Peut-on attendre le rétablissement des banques ?

Par Hervé Gourio, délégué général d'entreprise et Progrès.

Irait-on pour se soigner dans un hôpital où médecins et infirmiers circulent avec des béquilles ou en fauteuil roulant ? C'est pourtant cette image qui vient à l'esprit en voyant les prières et injonctions adressées aux banquiers par les pouvoirs publics les adjurant de soigner leurs économies thrombosées. Avec l'écroulement des activités de marché, la plupart des banques ont perdu l'usage d'au moins une de leurs deux jambes. Celle qui leur permettait de courir, aux plus jeunes de gambader.

Mais la plaisanterie perd son sel quand on comprend que ces grands blessés ne peuvent pas s'occuper en priorité d'autre chose que de se rétablir et de reconstruire leur modèle économique démoli. Bien sûr, les banques vont devoir gérer avec prudence et raison leurs prêts à l'économie et aux particuliers. Peut-on s'étonner de les voir sélectionner leurs clients avec une rigueur accrue et pratiquer des marges confortables ? Les discours présidentiels ou autres contrôles étatiques y compris les nationalisations glisseront vite sur leurs plumes. Surtout quand, munies du viatique de la garantie étatique sur leur survie, elles n'ont absolument aucune raison de se hâter pour se réorganiser ou restructurer leur industrie.

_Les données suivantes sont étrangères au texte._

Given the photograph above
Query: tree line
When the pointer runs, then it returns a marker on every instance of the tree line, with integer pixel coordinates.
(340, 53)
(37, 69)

Cependant l'économie ne peut pas attendre leur guérison ni même leur convalescence. Il nous faut donc trouver une solution de substitution puissante, ce qui exige l'intervention directe de l'État dans le financement de l'économie, même si l'État n'a pas toujours été un banquier modèle.

Peut-on imaginer des modalités qui évitent ces chausse-trapes et faire en sorte que les pouvoirs publics investissent efficacement dans les hauts de bilan ? Le débat en cours aux États-Unis sur cette question offre une solution, un mécanisme très séduisant.

Depuis trois mois tous les économistes ayant créé des blogs se demandent pourquoi Washington intervient dans le capital des banques à des conditions moins favorables que celles négociées par Warren Buffett pour faire à peu près la même chose ? C'est en effet incompréhensible quand l'intervention étatique chez Goldman Sachs est 20 fois celle de « l'oracle d'Omaha ».

Alors pourquoi ne pas étudier ce qui se passerait en France si, pendant la période d'incapacité partielle des banques, l'État doublait les augmentations de capital effectives dans les entreprises non financières aux mêmes conditions que celles de l'investisseur privé ? Et ce, bien sûr, dans une proportion compatible à la fois avec les ressources de l'État et avec les besoins d'investissement du secteur privé en 2009 et 2010. Ce ratio devrait être inférieur mais pas trop éloigné de 1 en 2009. À défaut d'une augmentation de capital qui pourrait être difficile à accepter pour les autres actionnaires, on pourrait imaginer un prêt à très long terme. Cet investissement étatique pourrait se faire en utilisant le nouveau fonds stratégique, Oséo, la Caisse des dépôts ou encore le Fonds de réserve pour les retraites, ce qui témoignerait qu'il s'agit bien d'un placement de long terme.

Une telle intervention devrait sans doute être massive pour compenser la défaillance actuelle des banques. Mais elle peut, et doit, se substituer aux plans sectoriels et aux aides publiques à court terme qui semblent aujourd'hui monopoliser l'attention du gouvernement alors même que l'impact majeur de la crise est encore à venir dans notre pays. En effet, ces aides publiques devraient avoir un effet multiplicateur plus puissant que les plans de relance. Ce qui, dans un contexte de crédit très restreint de l'État, est un argument décisif pour aider notre économie à sortir de la crise.